China should significantly boost gold in reserves

China should significantly boost the amount of gold <XAU=> held in state reserves, a newspaper run by China’s Ministry of Commerce said on Wednesday, citing a local researcher.

Meng Qingfa, a researcher with China Chamber of International Commerce, was quoted by the International Business Daily as saying that China should eventually boost its gold reserves to a level equal to that held by the United States.

U.S. reserves stood at 8,133 tonnes as of the end of June, significantly higher than China’s current level of 1,054 tonnes.

« Doubtlessly, if the yuan is set to become an international currency like the dollar or the euro, China has to get a huge gold reserve to support it, and a reserve of 1,054 tonnes is far from being enough, » Meng said.

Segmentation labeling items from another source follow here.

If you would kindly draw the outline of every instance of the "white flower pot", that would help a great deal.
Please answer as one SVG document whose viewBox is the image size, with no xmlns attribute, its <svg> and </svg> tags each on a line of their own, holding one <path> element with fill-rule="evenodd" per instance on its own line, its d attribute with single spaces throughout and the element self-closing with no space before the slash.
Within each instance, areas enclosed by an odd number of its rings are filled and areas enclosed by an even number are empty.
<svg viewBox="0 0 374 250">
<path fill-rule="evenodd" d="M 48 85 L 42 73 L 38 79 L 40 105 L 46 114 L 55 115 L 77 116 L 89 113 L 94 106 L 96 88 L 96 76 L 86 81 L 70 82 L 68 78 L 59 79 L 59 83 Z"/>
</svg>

He added that China can keep buying gold at a price of about $1,300 per ounce, and China could build up a gold reserve as large as the United States’ current one by using only 10 percent of its $2.65 trillion stockpile of foreign exchange reserves.

Meng’s view does not represent China’s official stance. But the domestic appeals for China’s foreign exchange reserve regulator to buy bullion has been intensifying in recent years as the dollar has fallen and the gold price has moved higher.

Yi Gang, head of the State Administration of Foreign Exchange, said earlier this year that China will be prudent in adding gold to its official reserves, wary that any move to buy the precious metal would only serve to drive its price higher.

China vies with India to be the world’s top consumer of gold. China is already the top producer, with output of 313.98 tonnes last year, up by almost 50 percent in five years.

According to the World Gold Council, China’s share of global gold demand has doubled from 5 percent in 2002 to 11 percent in 2009, and China’s domestic gold mines could be exhausted within six years.